El miércoles, en los prolegómenos de la Noche de San Juan, asistí en el carmen del Aljibe del Rey a una lectura poética de Rafael Juárez, que culminaba el ciclo 'El agua y la palabra' organizado por la Fundación Agua Granada. Ingresar en un carmen en un atardecer de junio, con la primera luz estival dorando los árboles y los rostros, con la temperatura amable de los días sin pesar, es una experiencia de plenitud sensual. Un jardín, un estanque, una fuentecilla, unas columnas de piedra... ¡Con qué escasos dones nos sentimos felices! ¡Con qué facilidad se despliegan las sonrisas! Si la poesía se nos regala luego a manos llenas, la alegría puede desbordarse. Así ocurrió.

La poesía de Rafael Juárez posee el raro don de la transparencia y la intensidad. Sus poemas parecen engañosamente sencillos, casi improvisados. Es la virtud de los grandes poetas, de aquellos que hacen posible que el lector no sólo sienta como propios los versos ajenos, sino que los leen o los escuchan como si fueran un reflejo exacto de sus sentimientos, como si esa escritura fuera en realidad un anticipo de la suya.

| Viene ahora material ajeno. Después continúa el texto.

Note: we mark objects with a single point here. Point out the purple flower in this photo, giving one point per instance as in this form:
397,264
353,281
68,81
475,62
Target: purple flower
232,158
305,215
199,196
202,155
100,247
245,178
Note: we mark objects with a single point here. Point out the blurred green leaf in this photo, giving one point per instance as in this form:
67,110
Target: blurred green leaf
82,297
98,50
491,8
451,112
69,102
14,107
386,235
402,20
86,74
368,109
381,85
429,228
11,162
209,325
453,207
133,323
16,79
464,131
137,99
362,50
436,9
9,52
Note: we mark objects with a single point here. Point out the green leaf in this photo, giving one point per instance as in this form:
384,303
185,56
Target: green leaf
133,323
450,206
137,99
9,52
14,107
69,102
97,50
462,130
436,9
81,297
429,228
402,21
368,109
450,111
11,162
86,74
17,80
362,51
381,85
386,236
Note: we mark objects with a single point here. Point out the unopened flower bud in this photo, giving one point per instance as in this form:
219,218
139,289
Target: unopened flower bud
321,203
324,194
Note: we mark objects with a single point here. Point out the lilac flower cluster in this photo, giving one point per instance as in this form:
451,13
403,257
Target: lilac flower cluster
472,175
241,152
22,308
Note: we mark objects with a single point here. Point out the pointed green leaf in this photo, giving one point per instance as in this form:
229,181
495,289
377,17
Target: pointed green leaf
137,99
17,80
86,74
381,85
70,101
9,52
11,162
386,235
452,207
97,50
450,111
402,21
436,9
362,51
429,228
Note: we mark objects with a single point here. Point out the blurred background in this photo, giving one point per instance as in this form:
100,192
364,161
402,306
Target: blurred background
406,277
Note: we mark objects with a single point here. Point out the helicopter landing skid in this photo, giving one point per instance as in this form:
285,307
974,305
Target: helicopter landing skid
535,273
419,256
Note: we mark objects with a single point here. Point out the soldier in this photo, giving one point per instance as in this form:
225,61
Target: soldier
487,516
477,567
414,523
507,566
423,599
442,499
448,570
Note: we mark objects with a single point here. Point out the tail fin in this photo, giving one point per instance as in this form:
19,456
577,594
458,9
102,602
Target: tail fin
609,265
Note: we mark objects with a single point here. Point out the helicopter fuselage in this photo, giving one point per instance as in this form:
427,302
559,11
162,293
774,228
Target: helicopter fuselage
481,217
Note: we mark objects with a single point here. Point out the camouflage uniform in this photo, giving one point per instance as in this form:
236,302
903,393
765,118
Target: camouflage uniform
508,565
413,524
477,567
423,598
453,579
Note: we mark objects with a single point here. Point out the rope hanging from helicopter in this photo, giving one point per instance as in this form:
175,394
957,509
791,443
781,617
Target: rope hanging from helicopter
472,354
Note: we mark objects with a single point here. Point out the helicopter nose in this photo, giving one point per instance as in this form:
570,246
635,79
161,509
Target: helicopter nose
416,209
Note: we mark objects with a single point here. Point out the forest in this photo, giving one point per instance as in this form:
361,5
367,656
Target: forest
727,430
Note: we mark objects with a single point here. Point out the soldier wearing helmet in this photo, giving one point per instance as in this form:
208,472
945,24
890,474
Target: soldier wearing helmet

Esa aparente sencillez es en realidad el fruto de una muy paciente labor de depuración, de una implacable lucha contra lo accesorio. El resultado es el brillo de lo esencial. Los poemas fluyen entonces como el agua de un arroyo de montaña, como si la lengua cotidiana discurriese siempre limpia y prometedora, como si un soneto fuese en verdad la manera elemental de hablar. Un poema parece en esos casos una simple necesidad.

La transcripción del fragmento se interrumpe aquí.